Seanad debates
Wednesday, 1 March 2017
North-South Interconnector: Motion
10:30 am
Keith Swanick (Fianna Fail) | Oireachtas source
I welcome the Minister, Deputy Naughten to the House. I support this motion and I commend my colleagues Senators Gallagher and Wilson on calling for an independent expert review. I also welcome to the House Councillor Clifford Kelly who has been a long-term campaigner on this issue, as well as Deputy Cassells. I have spoken today to a councillor of more 33 years' experience from the region. He informed me that he has never seen such resolve by the public over one issue. It is his opinion, and I would have to concur with him, that any potential savings by placing these cables overground will be usurped through a lengthy legal battle in the courts and possibly in the EU courts. When we talk about costs it is also worth considering that €8 million was wasted on a flawed planning application three years ago, which was withdrawn at hearing stage. The current planning application by EirGrid to place cables overground may also be flawed as only 30% of the route was actually surveyed and 17% of the route was inaccessible. Obviously there are potential and widespread inaccuracies in this which could have subsequent cost implications.

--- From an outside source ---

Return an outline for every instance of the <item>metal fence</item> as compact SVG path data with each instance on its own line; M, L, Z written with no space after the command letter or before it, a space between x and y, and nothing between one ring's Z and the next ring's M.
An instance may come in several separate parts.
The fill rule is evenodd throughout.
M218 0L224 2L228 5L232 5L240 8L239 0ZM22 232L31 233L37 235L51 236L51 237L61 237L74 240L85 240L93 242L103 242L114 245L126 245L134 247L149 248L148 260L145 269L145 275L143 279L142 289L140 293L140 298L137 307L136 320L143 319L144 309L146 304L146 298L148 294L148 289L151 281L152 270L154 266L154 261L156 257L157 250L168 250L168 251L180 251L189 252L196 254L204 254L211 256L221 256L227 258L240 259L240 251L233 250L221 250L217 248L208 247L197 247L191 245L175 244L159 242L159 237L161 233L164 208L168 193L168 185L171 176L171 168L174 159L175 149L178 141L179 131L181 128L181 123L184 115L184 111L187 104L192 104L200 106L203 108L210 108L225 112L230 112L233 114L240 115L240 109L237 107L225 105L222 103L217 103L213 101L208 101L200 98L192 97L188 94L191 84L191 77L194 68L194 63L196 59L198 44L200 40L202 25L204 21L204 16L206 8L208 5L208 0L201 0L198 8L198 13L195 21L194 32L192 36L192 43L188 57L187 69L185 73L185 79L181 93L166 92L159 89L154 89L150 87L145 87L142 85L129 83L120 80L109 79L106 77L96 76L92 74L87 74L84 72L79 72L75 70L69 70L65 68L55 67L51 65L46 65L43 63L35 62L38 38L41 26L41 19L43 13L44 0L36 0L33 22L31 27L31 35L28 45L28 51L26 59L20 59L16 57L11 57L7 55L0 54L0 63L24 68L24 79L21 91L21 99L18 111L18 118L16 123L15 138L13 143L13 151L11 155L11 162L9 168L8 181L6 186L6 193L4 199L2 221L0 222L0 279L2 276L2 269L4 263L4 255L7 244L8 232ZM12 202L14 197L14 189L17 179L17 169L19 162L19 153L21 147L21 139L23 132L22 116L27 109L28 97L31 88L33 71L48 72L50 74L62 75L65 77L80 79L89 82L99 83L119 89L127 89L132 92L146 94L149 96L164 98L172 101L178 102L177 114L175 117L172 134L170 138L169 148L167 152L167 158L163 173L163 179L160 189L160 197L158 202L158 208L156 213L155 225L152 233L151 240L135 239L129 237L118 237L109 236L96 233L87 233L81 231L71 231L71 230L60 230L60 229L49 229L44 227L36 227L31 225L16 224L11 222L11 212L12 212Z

In 2014, the then Minister for Health, our colleague, Senator James Reilly, decided to inquire about the potential health effects on people who are living in close proximity to high voltage overground power cables. By doing so he made the point that people feel a deep unease about living next to major electromagnetic fields. There have been claims and counter-claims about various illnesses that can be attributed to living close to electricity pylons. As a GP, I can honestly say that if a patient who has attended my clinic for many years suddenly found themselves the unwilling neighbour of a 50 m high pylon and complained of symptoms they never had before, then I would wonder if there was a direct link. Scientific efforts to analyse electromagnetic fields around pylons and their possible relationship to cancer and other diseases began as far back as the 1970s, instigated in the US by reports of increased numbers of children with leukaemia who lived in the vicinity of power lines. Professor Denis Henshaw, the British physicist and professor of human radiation effects at Bristol University, has listed the increased possible health risks of living close to power lines such as childhood leukaemia, adult leukaemia, Alzheimer's disease, brain tumours, depression and many other illnesses. The EirGrid chief executive at the time, John O'Connor, did little to calm fears when he admitted, before an Oireachtas committee in 2013, that he would not like to live close to a pylon. EirGrid dismisses these concerns and insists there is no evidence to support them. It may not have been proved but that does not mean it does not exist. Professor Anthony Staines, chair of health systems in the School of Nursing and Human Sciences at Dublin City University has said that there is simply not enough certainty. I for one would not like to take the risk.